Convert PDF files to image files by pdf2image

As of 2018, I was using Python at work and needed to convert a PDF file to an image file for a project and did some research on available libraries.

I first tried ImageMagic but gave up using it because the converted image file sometimes had a bit of noise, which I had to implement extra in the subsequent process.

The next one I tried was pdf2image, which could convert the image file more cleanly, so I decided to use pdf2image. Incidentally, pdf2image is a Python module that wraps pdftoppm and pdftocairo, utilities to convert PDF files to image files.

Installing poppler

To use pdf2image, you must install poppler.

Ubuntu

sudo apt-get install poppler-utils

MacOS

brew install poppler

Windows

Download the latest package from http://blog.alivate.com.au/poppler-windows/
Extract the package
Move the extracted directory to the desired place on your system
Add the bin/ directory to your PATH
Test that all went well by opening cmd and making sure that you can call pdftoppm -h

How to use

There are two methods for converting PDF files to image files: convert_from_path and convert_from_bytes.

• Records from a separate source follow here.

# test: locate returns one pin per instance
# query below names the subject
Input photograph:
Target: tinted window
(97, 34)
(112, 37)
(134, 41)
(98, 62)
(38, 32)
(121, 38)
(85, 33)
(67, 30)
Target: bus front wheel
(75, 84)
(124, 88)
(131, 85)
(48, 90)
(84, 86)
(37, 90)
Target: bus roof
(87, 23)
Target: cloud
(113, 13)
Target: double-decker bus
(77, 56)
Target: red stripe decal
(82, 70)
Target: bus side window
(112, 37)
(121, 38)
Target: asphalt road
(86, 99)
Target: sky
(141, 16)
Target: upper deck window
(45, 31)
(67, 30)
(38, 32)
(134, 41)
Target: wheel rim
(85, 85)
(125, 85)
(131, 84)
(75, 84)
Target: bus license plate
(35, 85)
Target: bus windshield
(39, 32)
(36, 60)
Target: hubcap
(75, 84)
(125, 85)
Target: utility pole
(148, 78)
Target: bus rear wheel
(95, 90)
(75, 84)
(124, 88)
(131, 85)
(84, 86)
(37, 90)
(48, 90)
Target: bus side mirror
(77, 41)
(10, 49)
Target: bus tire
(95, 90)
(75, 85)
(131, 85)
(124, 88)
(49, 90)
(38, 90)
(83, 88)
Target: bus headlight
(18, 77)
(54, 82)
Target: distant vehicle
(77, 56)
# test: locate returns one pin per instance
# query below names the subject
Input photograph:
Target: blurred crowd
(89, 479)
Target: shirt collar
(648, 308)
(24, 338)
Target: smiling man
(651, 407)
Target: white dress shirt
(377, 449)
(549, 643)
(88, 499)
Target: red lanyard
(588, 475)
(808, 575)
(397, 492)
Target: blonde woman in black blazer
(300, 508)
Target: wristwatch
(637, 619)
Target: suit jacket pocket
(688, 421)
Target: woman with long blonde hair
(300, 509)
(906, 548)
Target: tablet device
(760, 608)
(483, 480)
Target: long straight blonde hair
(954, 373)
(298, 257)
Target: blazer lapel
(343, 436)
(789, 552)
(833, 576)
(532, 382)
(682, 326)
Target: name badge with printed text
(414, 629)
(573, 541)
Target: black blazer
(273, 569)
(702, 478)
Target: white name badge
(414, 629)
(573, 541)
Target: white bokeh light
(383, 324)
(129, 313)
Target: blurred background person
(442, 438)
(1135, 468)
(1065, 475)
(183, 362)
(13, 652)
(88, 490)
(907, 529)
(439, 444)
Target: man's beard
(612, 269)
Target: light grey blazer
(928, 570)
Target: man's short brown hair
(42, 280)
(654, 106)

number	parameter	default	description
1	pdf_path	None	Path to the PDF file. Can be a string or a pathlib.Path object.
2	pdf_bytes	None	Bytes of the PDF file.
3	dpi	200	Dots per inch, can be seen as the relative resolution of the output PDF, higher is better but anything above 300 is usually not discernable to the naked eye. Keep in mind that this is directly related to the ouput images size when using file formats without compression (like PPM)
4	output_folder	None	Output directory for the generated files, should be seen more as a “working directory” than an output folder. The converted images will be written there to save system memory.
5	first_page	None	First page that will be converted. `first_page=2` will skip page 1.
6	last_page	None	Last page that will be converted. `last_page=2` will skip all pages after page 2.
7	fmt	“ppm”	File format or the output images. Supported values are ppm, jpeg, png and tiff.
8	jpegopt	None	Configuration for the jpeg output format. As such, only used with fmt=’jpeg’. quality: Selects the JPEG quality value. The value must be an integer between 0 and 100. progressive: Select progressive JPEG output. The possible values are `True`, `False`, indicating progressive (yes) or non-progressive (no), respectively. optimize: Sets whether to compute optimal Huffman coding tables for the JPEG output, which will create smaller files but make an extra pass over the data. The value must be `True` or `False`, with `True` performing optimization, otherwise the default Huffman tables are used.
9	thread_count	1	Number of threads to use when converting the PDF. Limited to the actual number of pages.
10	userpw	None	Password for the PDF if it is password-protected.
11	use_cropbox	False	Uses the PDF cropbox instead of the default mediabox. This is a rather dark feature that should be set to true when the module does not seem to work with your data.
12	strict	False	Raises PDFSyntaxError when the PDF is partially malformed. Most PDF are partially malformed and that parameter should be kept to `False`, unless standard compliance is paramount to your use case.
13	transparent	False	Instead of returning a white background, make the PDF background transparent. Only compatible with file formats that support transparency.
14	single_file	False	Only convert the PDF first page and does not append an index to the output file name.
15	output_file	uuid_generator()	Output filename, normally string, but can take a string generator.
16	poppler_path	None	Path to the poppler directory containing librairies and executable files.
17	grayscale	False	Returns grayscale images.
18	size	None	Size of output images, using `None` as any of the dimension will resize and preserve aspect ratio. Examples of valid sizes are: `size=400` will fit the image to a 400×400 box, preserving aspect ratio `size=(400, None)` will make the image 400 pixels wide, preserving aspect ratio `size=(500, 500)` will resize the image to 500×500 pixels, not preserving aspect ratio This behavior is derived directly from the `-scale-to`, `-scale-to-x`, and `-scale-to-y` parameters.
19	paths_only	False	A list of image paths rather than preloaded images are returned.
20	hide_annotations	False	Hide link bounding boxes and other PDF annotations. This is only implemented in pdftoppm at the moment so it cannot be combined with pdftocairo flags.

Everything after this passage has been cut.